In her Bloomberg View column today, Megan McArdle writes that while the missing emails are "plausible," the story is also "moronic."

Is this plausible? Unfortunately, yes. I have worked for organizations that used these sorts of restrictions on hard drive space.

However, it’s also moronic IT policy. Hard drive space has been dirt cheap for more than a decade. The IRS's policies on e-mail storage were primitive even by the standards of 15 years ago, when I was working as a technology consultant. At that time, it was bog standard policy at every office I worked at, including small businesses, to regularly pull a set of backup tapes out of rotation — once a week at financial firms, once a month at smaller businesses with less regulatory overhead, once every three months for the truly cash-strapped — and stash it in a vault in case you needed to recover something later. It should not have been possible for the IRS to lose more than a few days — at most a few weeks — of Lois Lerner’s e-mail. Unfortunately, the IRS only started storing its backup tapes last year, long after the scandal broke.

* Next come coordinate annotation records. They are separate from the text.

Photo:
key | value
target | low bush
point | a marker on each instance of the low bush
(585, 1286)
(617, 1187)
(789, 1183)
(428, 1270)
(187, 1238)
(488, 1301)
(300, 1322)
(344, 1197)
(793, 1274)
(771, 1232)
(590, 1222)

Also at issue, at least according to House Ways and Means Chairman Dave Camp, is that the IRS didn't ring him up and say "hey Dave, problem. Those emails? We kind of can't find them."

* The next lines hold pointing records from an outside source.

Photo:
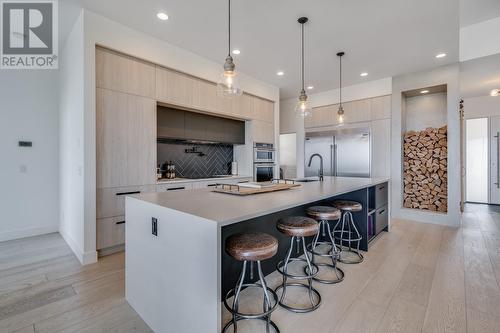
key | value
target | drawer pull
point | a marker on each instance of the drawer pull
(128, 193)
(176, 188)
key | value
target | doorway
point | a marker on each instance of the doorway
(476, 165)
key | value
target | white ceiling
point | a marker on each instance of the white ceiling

Camp notes that the IRS decided to "bury" the claim of lost emails "deep in an unrelated letter on a Friday afternoon." He isn't kidding. It appears on the 15th page of the document, which is actually the seventh page of the first attachment to an eight-page letter, addressed to Sens. Ron Wyden of Oregon and Orrin Hatch of Utah, respectively chairman and ranking Republican of the Senate Finance Committee.

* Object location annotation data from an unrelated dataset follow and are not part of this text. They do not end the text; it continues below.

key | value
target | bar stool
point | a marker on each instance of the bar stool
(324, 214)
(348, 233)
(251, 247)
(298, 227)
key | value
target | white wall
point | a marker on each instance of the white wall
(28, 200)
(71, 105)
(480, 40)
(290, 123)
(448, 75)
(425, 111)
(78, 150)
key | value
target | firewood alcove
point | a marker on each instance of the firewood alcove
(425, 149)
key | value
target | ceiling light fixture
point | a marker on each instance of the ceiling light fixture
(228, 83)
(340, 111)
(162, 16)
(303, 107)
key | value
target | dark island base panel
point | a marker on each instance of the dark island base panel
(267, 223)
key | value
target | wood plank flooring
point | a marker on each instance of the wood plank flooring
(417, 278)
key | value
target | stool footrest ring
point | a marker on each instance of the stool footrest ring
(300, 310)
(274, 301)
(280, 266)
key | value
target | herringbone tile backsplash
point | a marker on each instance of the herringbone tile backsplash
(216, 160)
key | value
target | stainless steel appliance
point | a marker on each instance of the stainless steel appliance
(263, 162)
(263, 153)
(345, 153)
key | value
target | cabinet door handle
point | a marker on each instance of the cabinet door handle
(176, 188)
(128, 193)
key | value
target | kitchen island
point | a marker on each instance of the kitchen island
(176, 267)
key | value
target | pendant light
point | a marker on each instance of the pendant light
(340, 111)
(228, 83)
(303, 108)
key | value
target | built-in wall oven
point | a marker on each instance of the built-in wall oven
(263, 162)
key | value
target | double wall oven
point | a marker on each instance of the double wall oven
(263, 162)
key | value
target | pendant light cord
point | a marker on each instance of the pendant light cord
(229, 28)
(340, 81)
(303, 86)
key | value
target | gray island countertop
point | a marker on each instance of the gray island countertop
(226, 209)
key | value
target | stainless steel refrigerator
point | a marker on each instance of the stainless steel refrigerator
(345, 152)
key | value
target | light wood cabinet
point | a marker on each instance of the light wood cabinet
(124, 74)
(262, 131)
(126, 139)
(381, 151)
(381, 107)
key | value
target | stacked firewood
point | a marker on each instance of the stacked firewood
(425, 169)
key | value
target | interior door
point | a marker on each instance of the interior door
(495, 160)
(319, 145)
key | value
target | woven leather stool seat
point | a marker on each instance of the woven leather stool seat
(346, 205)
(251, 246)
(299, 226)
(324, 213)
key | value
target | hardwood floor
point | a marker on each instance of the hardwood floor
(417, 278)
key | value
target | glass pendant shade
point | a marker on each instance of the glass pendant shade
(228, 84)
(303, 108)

What I want to know is… how is it possible to recover kiddie porn from some pervert's intentionally ruined hard drive but the IRS can't find these Lerner emails?

McArdle continues:

In short, yes, there is an innocent explanation: An accident combined with a really bad e-mail storage policy to wipe out critical records. There’s also a semi-innocent explanation, where really bad storage policy could have enabled Lerner to arrange a hard drive accident that destroyed incriminating e-mails before she had to respond to Camp’s initial letter. I find the innocent explanation much more plausible than a conspiracy, or even the semi-innocent explanation — even assuming that she was conspiring with the White House, why bother with the elaborate schemes when you could just send your incriminating e-mails from an outside account?

But that still leaves me really concerned about the terrible policy decisions. The timing of the data loss is incredibly suspicious, and the IRS has left itself completely unable to answer those suspicions with anything better than a shrug. It should expect — in fact, it should request — a thorough outside investigation of this incident, but even the most scrupulous audit will not be able to entirely quell the worry that the IRS enabled a rogue agent to get away with destroying evidence.

Surely the IRS didn't anticipate any of this would matter or they would have gotten with the times years ago. Now they've got every foamy-mouthed right wing blowhard crying conspiracy all because of an extremely outdated email policy. Good work, guys.